Don't dismiss a larger breeder just because they are not home reared. Ask lots of questions and go and visit them with no strings attached, we did an 8 hour round trip to view Ted at 5 weeks before we had decided to take him, you have to be prepared to travel for the right pup, after all, with luck you will have them for 14year or so.

Good luck on your search.


----------



## emmabaily07

Our beagle came from a large breeder highly recommended. She settled well at home and was well socialised. Daisy, our poo, came frome a one time breeder raised in the kitchen. She settled well ans was well socialised. As long as you are happy that the animals welfare is paramount and they are only breeding one type I.e. not framing them, then all should be well I can honestly say the only difference was the connection with the breeder. The first was very professional and business like, the second was very personal. (which I preferred).


----------



## ali-s.j.

I agree with Emma, except my breeder was professional, businesslike and very personal and friendly too


----------



## Clare100

Thanks everyone and especially you Jo Jo... We are now just waiting to collect our new puppy from Katie in York... It was great to get so much feedback from everyone and I know that there will be many more questions and comments from me on here in the future.. 

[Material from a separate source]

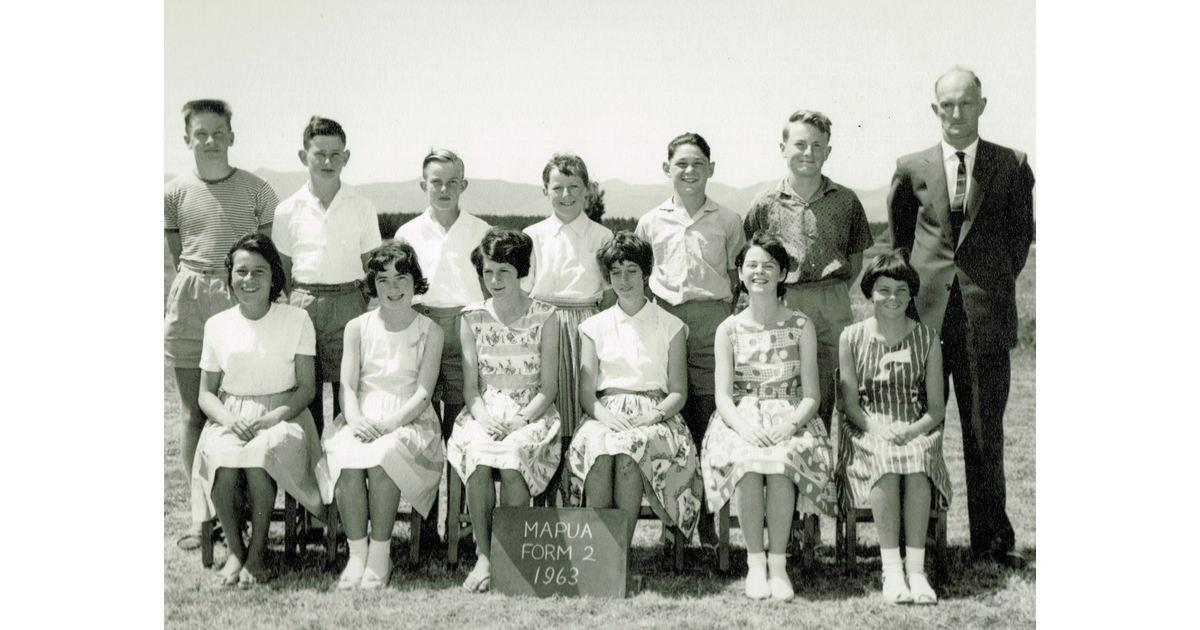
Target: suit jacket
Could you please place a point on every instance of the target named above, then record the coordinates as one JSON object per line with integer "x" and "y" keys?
{"x": 993, "y": 245}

Thanks again guys for all your help and for those looking I hope you find your pup soon...


----------



## Janev1000

That's really exciting! Well done! and it's so nice that you found your perfect pup through this forum. x


----------



## ali-s.j.

Congratulations Clare, lucky lady


----------



## JoJo

Clare100 said:


> Thanks everyone and especially you Jo Jo... We are now just waiting to collect our new puppy from Katie in York... It was great to get so much feedback from everyone and I know that there will be many more questions and comments from me on here in the future..
> 
> Thanks again guys for all your help and for those looking I hope you find your pup soon...


Oh I am so excited for you Clare ..   yippy 

I don't recommend breeders as a rule as I feel finding a breeder to tick all your boxes is very important and a personal experience, however I class Katie as a good friend as we share much info on breeding, health info, dog ownership and general chat too, she loves her dogs and takes breeding as seriously as I do .. also Katie ticked all my boxes when looking for a breeder   and I will happily share these types of breeders with others ...

Which puppy is yours? ... 

Mods can I add a photo please ????


----------



## l5eok

--------------------------------------------------------------------------------

Kali, my lovely KC registered black working cocker spaniel gave birth to a healthy litter of 7 cockapoo puppies on Wednesday 25th April. Sired by a cream toy poodle who is registered and eye tested.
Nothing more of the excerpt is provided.